“Well,” observed Sibyl rather philosophically, “there is, I think, more independence and individuality in the American woman’s manner of putting on her clothes. The French woman—forgive me, Baronne—accepts her frock just as it comes from the dressmaker, and looks more or less as though she has just stepped out of a bandbox. But the American knows better what suits her in the first place, and in putting on her clothes adapts them, by a judicious touch here and there, to her own particular style and taste.”

“I thoroughly agree,” observed the Baronne. “We have been actually beaten on our own ground by the Americans. It is curious, but nevertheless true, that we French women are being left behind in the mode, as we have been left behind in the laws. Here, in France, we are twenty years or so behind the age in regard to the laws affecting women.”

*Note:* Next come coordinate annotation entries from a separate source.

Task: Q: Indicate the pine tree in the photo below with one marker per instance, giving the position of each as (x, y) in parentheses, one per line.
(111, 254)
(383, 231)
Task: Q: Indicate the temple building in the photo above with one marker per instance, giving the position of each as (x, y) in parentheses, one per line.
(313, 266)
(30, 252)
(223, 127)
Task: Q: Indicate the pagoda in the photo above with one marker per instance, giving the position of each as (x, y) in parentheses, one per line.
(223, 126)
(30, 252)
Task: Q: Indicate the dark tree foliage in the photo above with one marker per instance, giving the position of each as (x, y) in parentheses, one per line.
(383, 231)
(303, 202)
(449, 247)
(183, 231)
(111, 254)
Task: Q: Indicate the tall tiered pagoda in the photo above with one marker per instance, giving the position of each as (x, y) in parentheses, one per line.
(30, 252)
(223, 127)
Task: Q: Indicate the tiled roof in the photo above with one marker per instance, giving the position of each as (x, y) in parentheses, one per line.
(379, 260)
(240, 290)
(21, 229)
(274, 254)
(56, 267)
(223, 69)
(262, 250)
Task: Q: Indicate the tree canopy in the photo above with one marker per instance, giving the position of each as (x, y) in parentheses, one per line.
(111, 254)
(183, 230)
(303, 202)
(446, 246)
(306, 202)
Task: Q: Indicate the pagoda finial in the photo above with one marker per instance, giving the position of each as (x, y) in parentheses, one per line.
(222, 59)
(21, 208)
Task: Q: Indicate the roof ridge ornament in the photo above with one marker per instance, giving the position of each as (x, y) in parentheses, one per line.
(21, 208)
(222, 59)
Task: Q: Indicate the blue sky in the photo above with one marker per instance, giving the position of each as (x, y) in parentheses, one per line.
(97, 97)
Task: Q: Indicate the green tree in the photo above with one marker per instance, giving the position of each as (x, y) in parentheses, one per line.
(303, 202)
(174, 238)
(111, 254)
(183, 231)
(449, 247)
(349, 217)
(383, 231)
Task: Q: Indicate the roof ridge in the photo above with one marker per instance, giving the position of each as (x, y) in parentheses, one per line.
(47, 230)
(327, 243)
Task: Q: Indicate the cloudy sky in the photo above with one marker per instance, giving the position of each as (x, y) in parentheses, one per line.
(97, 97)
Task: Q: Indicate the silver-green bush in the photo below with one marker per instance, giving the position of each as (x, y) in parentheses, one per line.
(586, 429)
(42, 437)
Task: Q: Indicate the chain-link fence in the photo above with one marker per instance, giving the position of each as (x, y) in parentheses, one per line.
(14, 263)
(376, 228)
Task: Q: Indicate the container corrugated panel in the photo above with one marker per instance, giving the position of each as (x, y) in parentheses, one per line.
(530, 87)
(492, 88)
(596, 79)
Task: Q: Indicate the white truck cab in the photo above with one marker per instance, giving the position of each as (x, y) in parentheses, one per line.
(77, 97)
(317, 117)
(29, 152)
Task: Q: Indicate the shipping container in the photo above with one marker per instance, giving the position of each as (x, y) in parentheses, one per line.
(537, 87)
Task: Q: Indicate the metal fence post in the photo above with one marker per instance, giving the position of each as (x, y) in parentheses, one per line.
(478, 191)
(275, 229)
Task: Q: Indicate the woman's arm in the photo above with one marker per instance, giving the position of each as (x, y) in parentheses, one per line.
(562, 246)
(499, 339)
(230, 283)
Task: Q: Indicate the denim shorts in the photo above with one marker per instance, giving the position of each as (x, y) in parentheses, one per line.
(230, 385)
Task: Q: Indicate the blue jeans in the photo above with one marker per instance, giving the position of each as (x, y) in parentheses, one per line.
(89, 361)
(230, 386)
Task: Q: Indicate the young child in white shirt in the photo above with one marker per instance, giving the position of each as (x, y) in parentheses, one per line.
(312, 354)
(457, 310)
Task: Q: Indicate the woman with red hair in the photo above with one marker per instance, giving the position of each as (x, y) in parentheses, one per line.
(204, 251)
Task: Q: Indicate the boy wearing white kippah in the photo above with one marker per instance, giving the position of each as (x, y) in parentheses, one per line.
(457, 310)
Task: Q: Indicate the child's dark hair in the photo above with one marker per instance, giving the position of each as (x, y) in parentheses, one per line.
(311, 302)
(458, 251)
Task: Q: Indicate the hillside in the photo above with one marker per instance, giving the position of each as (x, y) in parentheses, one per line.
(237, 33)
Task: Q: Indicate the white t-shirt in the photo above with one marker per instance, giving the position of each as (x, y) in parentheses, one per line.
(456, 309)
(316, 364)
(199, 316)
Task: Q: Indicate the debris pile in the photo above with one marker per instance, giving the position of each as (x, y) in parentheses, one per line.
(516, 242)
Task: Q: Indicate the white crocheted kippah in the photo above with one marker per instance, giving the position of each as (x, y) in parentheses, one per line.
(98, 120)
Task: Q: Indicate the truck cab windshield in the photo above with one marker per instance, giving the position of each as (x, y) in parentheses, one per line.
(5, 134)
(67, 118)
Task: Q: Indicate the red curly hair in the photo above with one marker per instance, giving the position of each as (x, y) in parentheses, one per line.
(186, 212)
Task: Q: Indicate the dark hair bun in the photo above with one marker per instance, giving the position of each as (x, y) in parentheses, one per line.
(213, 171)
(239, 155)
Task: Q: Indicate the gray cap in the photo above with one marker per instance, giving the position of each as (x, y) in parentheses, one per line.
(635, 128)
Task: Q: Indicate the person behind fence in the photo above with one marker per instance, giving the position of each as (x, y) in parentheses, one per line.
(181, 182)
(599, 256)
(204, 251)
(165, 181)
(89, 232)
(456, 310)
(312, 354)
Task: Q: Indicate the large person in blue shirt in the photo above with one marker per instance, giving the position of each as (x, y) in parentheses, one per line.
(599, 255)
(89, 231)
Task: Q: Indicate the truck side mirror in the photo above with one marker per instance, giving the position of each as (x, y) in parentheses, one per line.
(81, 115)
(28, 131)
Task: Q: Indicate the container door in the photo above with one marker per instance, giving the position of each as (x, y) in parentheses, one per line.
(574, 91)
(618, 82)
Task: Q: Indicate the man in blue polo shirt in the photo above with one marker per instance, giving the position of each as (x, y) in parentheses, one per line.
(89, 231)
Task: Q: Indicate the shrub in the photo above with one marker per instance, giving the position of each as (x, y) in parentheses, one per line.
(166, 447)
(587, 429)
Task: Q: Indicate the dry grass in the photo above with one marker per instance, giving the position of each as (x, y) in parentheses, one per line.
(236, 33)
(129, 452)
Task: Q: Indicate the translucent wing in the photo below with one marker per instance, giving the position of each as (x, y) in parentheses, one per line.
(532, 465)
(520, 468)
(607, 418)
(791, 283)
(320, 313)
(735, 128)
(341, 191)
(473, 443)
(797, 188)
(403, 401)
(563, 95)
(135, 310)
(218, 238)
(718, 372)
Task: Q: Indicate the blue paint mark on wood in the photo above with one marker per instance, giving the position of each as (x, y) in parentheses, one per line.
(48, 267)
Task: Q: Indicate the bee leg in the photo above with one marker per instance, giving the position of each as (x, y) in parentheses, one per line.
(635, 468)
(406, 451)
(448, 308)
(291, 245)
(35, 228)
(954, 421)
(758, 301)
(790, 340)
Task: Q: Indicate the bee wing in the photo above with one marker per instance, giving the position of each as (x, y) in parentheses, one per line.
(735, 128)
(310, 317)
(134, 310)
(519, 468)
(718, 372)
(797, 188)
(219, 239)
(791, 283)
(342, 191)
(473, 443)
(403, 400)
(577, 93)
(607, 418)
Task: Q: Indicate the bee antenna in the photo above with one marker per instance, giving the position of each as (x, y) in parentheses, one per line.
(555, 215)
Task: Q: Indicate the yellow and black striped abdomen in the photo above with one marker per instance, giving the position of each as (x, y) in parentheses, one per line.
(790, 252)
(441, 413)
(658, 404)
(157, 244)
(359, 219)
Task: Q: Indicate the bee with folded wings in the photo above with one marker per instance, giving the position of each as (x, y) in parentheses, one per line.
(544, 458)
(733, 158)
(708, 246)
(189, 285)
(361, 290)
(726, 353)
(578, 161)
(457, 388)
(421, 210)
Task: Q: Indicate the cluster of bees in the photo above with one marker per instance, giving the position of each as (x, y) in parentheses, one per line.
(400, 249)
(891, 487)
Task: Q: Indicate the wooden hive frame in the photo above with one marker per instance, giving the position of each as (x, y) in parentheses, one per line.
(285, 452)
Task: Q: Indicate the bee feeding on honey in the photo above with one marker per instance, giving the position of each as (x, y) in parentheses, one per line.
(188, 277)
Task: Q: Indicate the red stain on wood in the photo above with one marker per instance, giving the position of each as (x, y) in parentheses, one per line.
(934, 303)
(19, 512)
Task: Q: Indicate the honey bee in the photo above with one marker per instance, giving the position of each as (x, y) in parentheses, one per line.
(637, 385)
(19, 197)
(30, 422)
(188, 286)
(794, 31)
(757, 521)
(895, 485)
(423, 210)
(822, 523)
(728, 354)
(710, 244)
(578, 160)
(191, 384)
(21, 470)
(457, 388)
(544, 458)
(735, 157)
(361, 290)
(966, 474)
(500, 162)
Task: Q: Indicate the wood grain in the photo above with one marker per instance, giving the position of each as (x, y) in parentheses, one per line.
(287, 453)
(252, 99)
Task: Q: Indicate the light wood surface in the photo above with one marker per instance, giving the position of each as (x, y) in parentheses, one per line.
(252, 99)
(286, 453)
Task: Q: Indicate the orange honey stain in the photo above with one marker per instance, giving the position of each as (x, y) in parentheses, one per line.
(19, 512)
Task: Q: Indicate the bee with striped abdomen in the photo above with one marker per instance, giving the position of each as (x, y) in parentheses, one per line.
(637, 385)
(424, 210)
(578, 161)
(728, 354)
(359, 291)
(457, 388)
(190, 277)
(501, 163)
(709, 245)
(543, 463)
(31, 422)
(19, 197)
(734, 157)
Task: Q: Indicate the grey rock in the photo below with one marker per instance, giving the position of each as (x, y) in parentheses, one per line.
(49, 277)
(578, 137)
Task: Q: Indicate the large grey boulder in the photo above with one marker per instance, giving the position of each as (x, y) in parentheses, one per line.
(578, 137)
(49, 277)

“I don’t understand,” observed Sibyl.

“Well, in brief, our modern intellectual young man in Paris is all for woman’s rights. In England you have long been aware that to educate and gradually emancipate the women-folk is one of the most important points in modern progress; but though the Feministe movement in France has been actively pushed by a small minority during the last few years, we in Paris have only just heard of your so-called New Woman.”

“And do you believe, Baronne, that the movement will progress?” I inquired.

“Ah! it is difficult to say, m’sieur,” she answered, with a slight shrug of her well-formed shoulders. “When the reformers’ ideal has once been placed in the category of practical politics it will probably be accorded a welcome and given a deferential attention which has scarcely been vouchsafed to it on your side of the Pas de Calais. At present, as you know, a married woman in France has no right to her own earnings. They belong to the husband. A man can actually imprison his wife for two years if discovered with a lover; while a woman who has been wronged is not allowed the recherche de la paternité. In short, you English respect your womenkind, and are a free and enlightened people in comparison with us. Here, ‘Liberté, Egalité, Fraternité,’ are words which apply solely to the masculine sex.”

We both laughed, but the Baronne was quite serious, and from her subsequent observations it was patent that I had accidentally touched upon one of her pet subjects. To confess the truth, I became rather bored by her violent arguments in favour of the emancipation of women, for when a voluble Frenchwoman argues, it is difficult to get in a word edgewise.

Presently she exclaimed:

“A couple of days ago I had a visit from an old friend who inquired whether I knew you—the Comtesse de Foville. She has left Paris.”

“Yes,” I said, “I think she has. Her visit has been only a brief one. They have gone for their cure at Marienbad, I believe.”